Miriam Heller
National Science Foundation, DC, USA
Miriam Heller is a Programme Director in the Division of Shared CyberInfrastructure (SCI) at the National Science Foundation's Directorate for Computer and Information Systems and Engineering. She focuses on activities that reflect her broad experiences in industrial engineering, operations research, industrial ecology, intelligent infrastructures, and systems engineering. Miriam draws on her prior NSF experiences as co-ordinator of the first competition of Directorate for Social, Behavioral, and Economic Sciences' priority area in Human and Social Dynamics and a three year assignment as Programme Director of Infrastructure and Information Systems in the Directorate for Engineering.

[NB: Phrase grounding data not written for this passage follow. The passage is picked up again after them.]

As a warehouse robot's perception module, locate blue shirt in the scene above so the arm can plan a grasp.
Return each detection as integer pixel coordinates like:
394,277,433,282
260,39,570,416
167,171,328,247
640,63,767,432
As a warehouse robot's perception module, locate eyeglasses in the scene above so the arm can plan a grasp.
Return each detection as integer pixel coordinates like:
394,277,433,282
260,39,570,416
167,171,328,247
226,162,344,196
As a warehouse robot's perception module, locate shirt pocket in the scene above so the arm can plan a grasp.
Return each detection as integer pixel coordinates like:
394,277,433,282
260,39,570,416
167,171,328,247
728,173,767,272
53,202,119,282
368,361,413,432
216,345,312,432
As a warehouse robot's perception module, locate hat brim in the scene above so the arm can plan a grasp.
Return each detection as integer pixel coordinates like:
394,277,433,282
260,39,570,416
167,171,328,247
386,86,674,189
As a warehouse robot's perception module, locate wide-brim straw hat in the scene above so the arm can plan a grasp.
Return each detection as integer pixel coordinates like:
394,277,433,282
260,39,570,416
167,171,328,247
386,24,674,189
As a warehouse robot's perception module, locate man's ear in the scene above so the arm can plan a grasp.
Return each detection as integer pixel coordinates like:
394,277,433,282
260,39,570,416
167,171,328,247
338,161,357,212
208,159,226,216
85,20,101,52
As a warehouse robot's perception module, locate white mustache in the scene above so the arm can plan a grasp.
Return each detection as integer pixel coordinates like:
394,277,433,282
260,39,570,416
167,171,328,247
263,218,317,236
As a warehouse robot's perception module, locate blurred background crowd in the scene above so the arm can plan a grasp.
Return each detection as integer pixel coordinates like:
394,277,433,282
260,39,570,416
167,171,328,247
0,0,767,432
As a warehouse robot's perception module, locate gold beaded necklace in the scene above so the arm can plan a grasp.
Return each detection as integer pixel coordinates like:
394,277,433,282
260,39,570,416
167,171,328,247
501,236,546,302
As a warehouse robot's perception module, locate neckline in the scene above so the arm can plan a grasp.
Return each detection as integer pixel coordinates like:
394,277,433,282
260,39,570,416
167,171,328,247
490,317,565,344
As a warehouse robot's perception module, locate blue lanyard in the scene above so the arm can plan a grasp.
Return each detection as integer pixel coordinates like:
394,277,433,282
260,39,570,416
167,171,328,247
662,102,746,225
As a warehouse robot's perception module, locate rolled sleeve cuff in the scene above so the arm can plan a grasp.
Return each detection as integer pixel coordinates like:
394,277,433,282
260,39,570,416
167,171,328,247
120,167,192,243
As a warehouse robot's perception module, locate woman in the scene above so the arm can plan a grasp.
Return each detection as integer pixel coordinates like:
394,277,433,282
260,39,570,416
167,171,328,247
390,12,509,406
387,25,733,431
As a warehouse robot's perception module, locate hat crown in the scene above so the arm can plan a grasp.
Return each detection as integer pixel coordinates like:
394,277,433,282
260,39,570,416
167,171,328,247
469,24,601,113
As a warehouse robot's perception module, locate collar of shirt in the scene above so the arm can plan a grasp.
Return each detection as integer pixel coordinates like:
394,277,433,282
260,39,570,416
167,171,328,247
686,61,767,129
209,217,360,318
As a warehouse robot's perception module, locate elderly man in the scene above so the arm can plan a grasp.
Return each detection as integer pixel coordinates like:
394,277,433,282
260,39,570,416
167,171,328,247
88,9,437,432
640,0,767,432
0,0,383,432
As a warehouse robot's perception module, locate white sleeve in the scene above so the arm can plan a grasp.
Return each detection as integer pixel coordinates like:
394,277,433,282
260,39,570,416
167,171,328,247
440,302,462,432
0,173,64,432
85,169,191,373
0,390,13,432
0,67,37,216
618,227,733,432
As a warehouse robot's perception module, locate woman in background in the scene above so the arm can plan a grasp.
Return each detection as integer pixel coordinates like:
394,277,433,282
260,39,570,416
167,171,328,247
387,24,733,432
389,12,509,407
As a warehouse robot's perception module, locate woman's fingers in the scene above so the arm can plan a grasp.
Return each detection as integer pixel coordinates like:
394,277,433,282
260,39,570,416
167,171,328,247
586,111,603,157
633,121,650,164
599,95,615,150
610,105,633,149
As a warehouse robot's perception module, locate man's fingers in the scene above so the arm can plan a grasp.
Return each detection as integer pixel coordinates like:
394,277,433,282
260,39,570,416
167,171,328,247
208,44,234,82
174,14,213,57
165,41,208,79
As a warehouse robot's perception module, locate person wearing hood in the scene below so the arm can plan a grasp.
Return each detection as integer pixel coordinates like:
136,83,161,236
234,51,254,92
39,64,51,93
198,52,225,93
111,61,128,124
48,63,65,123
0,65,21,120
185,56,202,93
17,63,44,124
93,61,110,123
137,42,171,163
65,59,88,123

Prior to joining NSF, Miriam was at the Université Aix-Marseille III in France as a millennium Fulbright Scholar on leave from the Industrial Engineering faculty at the University of Houston. Her research interests intersect systems engineering methodologies and tools for civil infrastructure and environmental systems. In these areas, she has published over 30 articles, book chapters, and government reports, was an invited speaker at the NAE's 2001 Frontiers of Engineering Symposium on Interdependencies in Civil Infrastructure Information Systems, and contributed to the NAE's monograph, Making the Nation Safer: The Role of Science and Technology in Countering Terrorism. Miriam's service extends to ASCE's TAC on Sustainability, AWWA's Computer Research and the Utility Communications Committees, AWWARF Project Advisory Committees, several agency studies on wastewater and security, and the National Science and Technology Council's Subcommittee on Natural Disaster Reduction. She is also an active member of the International Society of Industrial Ecology and the American Chemical Society. Miriam's other professional experiences include Digital Equipment Corporation, Citibank Credit Services, ASSI - a French subcontractor for Lyonnaise des Eaux (now Suez), and the US Congress Office of Technology Assessment as a AAAS Congressional Science and Engineering Fellow. She earned her PhD at The Johns Hopkins University in the Department of Geography and Environmental Engineering.